Le contrat est écrit et un « intervenant extérieur » peut être co-signataire. Le contrat prévoit les modalités de l'intégration progressive, le contenu de la guidance, les modalités d'une éventuelle formation et mise au travail; il énonce sa durée et la motivation des exigences; il peut être modifié à la demande de chacune des parties après acceptation et au cours de son exécution.

 

Après une mise en demeure, si l’intéressé ne respecte pas sans motif légitime ses obligations prévues dans le contrat contenant un projet individualisé d’intégration sociale, le droit à un minimum de moyens d’existence peut, sur la proposition du travailleur social ayant en charge le dossier, être refusé ou suspendu partiellement ou totalement pour une période d’un mois au maximum. En cas de récidive dans un délai maximum d’un an, aux mêmes conditions, le droit peut être suspendu pour une période de trois mois au maximum.[37]

 

 

Modification de l’article 18

 

Afin d'inciter les C.P.A.S. à proposer un contrat contenant un projet individualisé d'intégration sociale, la loi prévoit d'augmenter le remboursement du minimex des jeunes ayant signé ce type contrat.

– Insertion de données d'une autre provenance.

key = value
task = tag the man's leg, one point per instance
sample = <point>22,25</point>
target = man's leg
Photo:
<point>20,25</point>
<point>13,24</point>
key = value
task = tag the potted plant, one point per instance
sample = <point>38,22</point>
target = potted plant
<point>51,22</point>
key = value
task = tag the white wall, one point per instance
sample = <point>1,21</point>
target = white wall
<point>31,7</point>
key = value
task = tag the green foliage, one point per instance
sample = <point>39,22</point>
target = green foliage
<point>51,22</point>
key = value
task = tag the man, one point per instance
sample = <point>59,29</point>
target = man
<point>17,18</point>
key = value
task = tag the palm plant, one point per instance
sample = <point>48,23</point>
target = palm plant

Le nouveau § 3 de l'article 18 indique que la subvention est égale pendant une durée maximale de six mois à 70% lorsque dans le cadre d'un contrat contenant un projet individualisé d'intégration sociale, passé en application de l'article 6, le bénéficiaire suit une formation à raison d'un minimum de 10 h/semaines et/ou travaille à raison d'un minimum de 10 h/semaine et d'un maximum de 20/semaine. La formation doit être organisée par un service public de formation des sans-emploi ou par un organisme conventionné avec le centre public d'aide sociale. Le travail devra être exercé au sein des services ou établissements du centre ou d'un service ou établissement visé à l'article 61 de la loi du 8 juillet 1976 organique des centres publics d'aide sociale.

 

Notons que le C.P.A.S. n’aura pas droit à cette subvention s’il conclut un contrat d’intégration prévoyant une cure ou une recherche de logement salubre. Seules les formations et la mise au travail sont subsidiées et donc valorisées par l’Etat fédéral.

 


2.3.     Modification dans la loi organique des C.P.A.S.

 

La loi contenant un programme d’urgence pour une société plus solidaire modifie également l’esprit initial de la loi organique des C.P.A.S.

 

En effet, l’article 60 § 3 est complété par les alinéas suivants :

 

L’aide financière peut-être liée par décision du centre aux conditions énoncées par l’article 6 de la loi du 7 août 1974 instituant un droit à un minimum de moyen d’existence.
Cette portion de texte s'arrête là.